Tuesday, April 28, 2009

Using inject for improved performance

I found myself wanting to know if an array had any truth values in it, and wrote a method that I was pretty proud of:
module Enumerable
  def any_true?
    inject(false) do |truth, item|
      truth || (yield item)
    end
  end
end
So now I can write
arr.any_true? {|item| some_method(item)}
Then I realized that a simpler way of expressing this is just
arr.map {|item| some_method(item)}.any?

The latter seems a lot better... its easier to understand, and uses just ruby primitives. But the first is actually still better for most cases. Why? Performance. Imagine some_method includes a database query or two... In the simple map.any? case we'll have to evaluate it for every item. But in the any_true? case we only evaluate until we find one, at which point we're done; we'll short circuit every other check and never hit the method again.

The difference can be enormouse. If I emulate this database requirement using a method that looks like:
def random_truth(likelihood)
    sleep 0.1
    rand < likelihood
  end
I can now run some tests that demonstrate the extreme difference in runtime:
>> Benchmark.realtime {10.times { (1..100).to_a.map {|i| random_truth(0.5)}.any? }}
=> 100.000391960144
>> Benchmark.realtime {10.times { (1..100).to_a.any_true? {random_truth(0.5)} }}
=> 2.00004100799561

Friday, April 17, 2009

Distributed computing and Ruby

At work, I've been spending a lot of time working on porting our log management and analysis system over from a dying mysql implementation to a new system build upon an open source distributed database (Hypertable) using distributed Map/Reduce jobs for a variety of summarization and analysis tasks.

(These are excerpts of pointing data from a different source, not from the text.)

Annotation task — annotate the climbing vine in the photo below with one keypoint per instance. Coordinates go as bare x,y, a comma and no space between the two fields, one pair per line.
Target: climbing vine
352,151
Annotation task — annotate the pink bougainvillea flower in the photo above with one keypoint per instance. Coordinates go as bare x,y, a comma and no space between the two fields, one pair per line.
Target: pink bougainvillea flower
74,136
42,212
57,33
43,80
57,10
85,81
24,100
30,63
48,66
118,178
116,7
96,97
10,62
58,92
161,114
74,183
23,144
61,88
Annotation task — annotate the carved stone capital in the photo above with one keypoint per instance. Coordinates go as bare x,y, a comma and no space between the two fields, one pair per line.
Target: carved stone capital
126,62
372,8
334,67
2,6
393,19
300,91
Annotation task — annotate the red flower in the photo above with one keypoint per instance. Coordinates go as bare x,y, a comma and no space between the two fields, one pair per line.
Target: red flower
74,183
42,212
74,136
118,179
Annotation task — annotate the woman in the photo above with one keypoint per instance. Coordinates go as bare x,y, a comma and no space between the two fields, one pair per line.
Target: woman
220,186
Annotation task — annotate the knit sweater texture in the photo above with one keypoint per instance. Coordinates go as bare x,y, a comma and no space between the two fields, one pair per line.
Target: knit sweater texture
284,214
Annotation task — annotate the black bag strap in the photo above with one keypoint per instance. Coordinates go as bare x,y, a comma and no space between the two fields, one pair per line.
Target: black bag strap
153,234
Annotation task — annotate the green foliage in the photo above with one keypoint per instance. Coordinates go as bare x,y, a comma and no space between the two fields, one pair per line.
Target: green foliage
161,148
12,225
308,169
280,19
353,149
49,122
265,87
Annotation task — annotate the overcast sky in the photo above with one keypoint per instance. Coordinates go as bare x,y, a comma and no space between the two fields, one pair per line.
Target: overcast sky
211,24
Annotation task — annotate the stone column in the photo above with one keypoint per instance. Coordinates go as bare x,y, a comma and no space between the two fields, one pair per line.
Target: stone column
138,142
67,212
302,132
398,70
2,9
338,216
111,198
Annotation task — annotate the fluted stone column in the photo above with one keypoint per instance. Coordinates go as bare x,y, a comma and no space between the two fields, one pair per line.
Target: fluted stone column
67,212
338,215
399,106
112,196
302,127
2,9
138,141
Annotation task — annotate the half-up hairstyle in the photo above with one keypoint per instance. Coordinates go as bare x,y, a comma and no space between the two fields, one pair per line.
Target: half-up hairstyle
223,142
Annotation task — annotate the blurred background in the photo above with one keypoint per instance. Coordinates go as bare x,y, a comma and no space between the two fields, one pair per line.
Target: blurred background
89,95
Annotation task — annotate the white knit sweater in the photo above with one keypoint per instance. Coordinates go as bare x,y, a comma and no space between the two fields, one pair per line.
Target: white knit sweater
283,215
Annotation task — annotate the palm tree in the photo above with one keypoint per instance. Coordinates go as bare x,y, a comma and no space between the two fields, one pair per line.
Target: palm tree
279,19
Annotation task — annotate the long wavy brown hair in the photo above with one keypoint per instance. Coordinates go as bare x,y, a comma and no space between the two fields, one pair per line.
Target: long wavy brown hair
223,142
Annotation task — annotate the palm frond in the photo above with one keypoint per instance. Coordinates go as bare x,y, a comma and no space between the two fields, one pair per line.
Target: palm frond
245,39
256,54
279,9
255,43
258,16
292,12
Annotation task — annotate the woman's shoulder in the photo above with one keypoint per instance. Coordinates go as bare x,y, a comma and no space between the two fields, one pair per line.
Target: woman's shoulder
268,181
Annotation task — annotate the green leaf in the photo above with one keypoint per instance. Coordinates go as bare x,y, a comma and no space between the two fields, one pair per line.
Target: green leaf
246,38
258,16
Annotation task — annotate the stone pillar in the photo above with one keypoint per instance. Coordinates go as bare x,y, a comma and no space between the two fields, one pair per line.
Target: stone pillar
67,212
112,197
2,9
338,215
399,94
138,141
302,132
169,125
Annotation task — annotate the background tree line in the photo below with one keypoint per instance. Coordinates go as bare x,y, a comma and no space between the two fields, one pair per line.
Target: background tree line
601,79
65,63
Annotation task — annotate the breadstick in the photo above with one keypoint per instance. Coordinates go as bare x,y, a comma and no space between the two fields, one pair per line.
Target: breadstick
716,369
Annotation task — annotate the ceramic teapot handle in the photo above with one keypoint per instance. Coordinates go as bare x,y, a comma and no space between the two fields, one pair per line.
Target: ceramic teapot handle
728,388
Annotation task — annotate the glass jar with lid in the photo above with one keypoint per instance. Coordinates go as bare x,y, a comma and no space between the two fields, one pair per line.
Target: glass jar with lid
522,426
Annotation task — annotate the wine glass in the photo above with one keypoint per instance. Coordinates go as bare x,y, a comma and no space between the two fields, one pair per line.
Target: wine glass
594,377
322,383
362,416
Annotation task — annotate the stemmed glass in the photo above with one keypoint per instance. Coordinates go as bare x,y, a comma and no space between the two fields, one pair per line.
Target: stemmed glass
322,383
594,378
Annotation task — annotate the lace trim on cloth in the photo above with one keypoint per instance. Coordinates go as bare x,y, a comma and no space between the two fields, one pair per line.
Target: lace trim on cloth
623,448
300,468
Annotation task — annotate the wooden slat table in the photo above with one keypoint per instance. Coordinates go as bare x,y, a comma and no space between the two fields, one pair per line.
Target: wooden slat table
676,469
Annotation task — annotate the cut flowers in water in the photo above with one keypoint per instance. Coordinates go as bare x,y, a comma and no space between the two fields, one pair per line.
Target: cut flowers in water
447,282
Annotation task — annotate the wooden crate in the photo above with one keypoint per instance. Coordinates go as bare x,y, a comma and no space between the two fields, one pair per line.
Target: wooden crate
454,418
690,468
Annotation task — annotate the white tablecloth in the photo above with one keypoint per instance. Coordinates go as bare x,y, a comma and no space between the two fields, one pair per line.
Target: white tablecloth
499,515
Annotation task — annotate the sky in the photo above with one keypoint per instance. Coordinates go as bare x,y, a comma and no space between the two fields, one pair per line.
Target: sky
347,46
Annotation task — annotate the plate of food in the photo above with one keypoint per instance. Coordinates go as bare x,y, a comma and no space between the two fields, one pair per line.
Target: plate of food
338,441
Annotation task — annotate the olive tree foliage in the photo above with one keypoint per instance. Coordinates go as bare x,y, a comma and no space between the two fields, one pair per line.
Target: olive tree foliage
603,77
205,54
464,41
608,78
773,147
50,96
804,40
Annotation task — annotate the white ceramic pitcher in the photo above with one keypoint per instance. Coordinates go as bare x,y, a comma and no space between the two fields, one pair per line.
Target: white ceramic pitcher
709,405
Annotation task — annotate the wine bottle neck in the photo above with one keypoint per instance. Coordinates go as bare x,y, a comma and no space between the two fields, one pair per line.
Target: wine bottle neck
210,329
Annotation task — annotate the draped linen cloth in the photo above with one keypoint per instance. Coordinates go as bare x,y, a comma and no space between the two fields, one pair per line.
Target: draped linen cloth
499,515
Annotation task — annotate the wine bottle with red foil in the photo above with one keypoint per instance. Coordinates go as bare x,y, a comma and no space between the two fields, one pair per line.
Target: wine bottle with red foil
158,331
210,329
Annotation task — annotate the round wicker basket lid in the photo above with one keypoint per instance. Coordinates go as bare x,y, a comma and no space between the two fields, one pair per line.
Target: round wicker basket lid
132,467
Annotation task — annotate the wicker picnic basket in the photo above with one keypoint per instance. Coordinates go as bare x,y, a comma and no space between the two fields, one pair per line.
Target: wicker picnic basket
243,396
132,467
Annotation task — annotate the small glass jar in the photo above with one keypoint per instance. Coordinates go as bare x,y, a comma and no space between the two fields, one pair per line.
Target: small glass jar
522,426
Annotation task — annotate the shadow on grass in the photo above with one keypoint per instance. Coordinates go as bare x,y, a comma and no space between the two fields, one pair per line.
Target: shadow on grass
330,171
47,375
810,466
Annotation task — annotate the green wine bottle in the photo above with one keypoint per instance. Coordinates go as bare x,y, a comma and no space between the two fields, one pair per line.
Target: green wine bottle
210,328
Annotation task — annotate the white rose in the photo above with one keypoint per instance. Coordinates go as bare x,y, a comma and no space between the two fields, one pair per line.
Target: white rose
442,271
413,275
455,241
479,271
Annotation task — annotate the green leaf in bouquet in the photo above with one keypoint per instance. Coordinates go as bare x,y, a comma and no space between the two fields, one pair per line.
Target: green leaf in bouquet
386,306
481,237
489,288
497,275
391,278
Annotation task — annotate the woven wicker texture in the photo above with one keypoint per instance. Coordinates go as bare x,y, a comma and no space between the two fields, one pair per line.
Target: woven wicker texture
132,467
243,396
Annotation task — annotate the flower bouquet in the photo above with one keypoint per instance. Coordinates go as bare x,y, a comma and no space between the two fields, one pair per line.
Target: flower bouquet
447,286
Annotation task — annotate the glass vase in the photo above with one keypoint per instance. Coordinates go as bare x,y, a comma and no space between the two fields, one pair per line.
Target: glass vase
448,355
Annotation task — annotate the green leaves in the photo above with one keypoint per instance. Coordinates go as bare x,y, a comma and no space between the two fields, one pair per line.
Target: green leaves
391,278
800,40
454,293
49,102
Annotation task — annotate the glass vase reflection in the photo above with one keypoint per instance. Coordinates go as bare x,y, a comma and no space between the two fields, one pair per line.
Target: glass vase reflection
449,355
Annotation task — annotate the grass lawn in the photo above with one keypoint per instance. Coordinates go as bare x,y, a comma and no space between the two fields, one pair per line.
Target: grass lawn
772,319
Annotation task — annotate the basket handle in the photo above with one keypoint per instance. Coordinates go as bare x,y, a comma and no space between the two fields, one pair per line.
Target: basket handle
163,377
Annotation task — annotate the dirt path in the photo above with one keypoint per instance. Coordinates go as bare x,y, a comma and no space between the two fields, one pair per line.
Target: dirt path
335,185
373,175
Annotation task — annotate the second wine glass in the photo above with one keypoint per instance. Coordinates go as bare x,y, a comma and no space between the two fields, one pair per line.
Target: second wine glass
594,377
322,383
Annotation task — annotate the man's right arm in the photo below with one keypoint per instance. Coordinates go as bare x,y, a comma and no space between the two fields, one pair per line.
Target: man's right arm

I've been amazed and gratified to be able to do the vast majority of this work within the comfort of Ruby, my favorite language. While Hypertable is written in C++, it uses Thrift to provide ruby and other language access, and since the primary developers of Hypertable are at Zvents (a rails shop), they've created a Rails plugin called HyperRecord that allows us to access Hypertable almost identically to how you would access mysql with ActiveRecord.

This has resulted in the ability to make the front end application for our stats & logging infrastructure a standard Rails app. Access restrictions are somewhat different in Hypertable than in a full relational database (its easiest to think of as an ordered hash... lookups by key or for a range of keys are supported, but conditions are expensive), but for most of our developers its just another rails app to work with.

The second place where I've been amazed by how much I've been able to stick to ruby is in designing and running our batched Map/Reduce jobs. We're using a framework called Cascading for designing our scalable batch workflows, built in Java and sitting on top of Hadoop. For those who aren't familiar, Hadoop is an open source implementation of Map/Reduce, written in Java, and Cascading allows for a higher-level conceptual model for parsing, analyzing, and modifying your data using Hadoop.

Cascading provides a number of built in filtering, text processing, and arithmetic map/reduce operations built in, and thanks to the wonder that is jruby, we're able to arrange our workflows entirely within ruby using Cascading.jruby. Only when we need a special operation that can't be constructed from the built-ins do we have to dip into Java.

So if you've been itching to dip your toes in the open source distributed computing revolution, but have been reluctant due to the Java heavy nature of Hadoop, take a look at HyperTable and Cascading!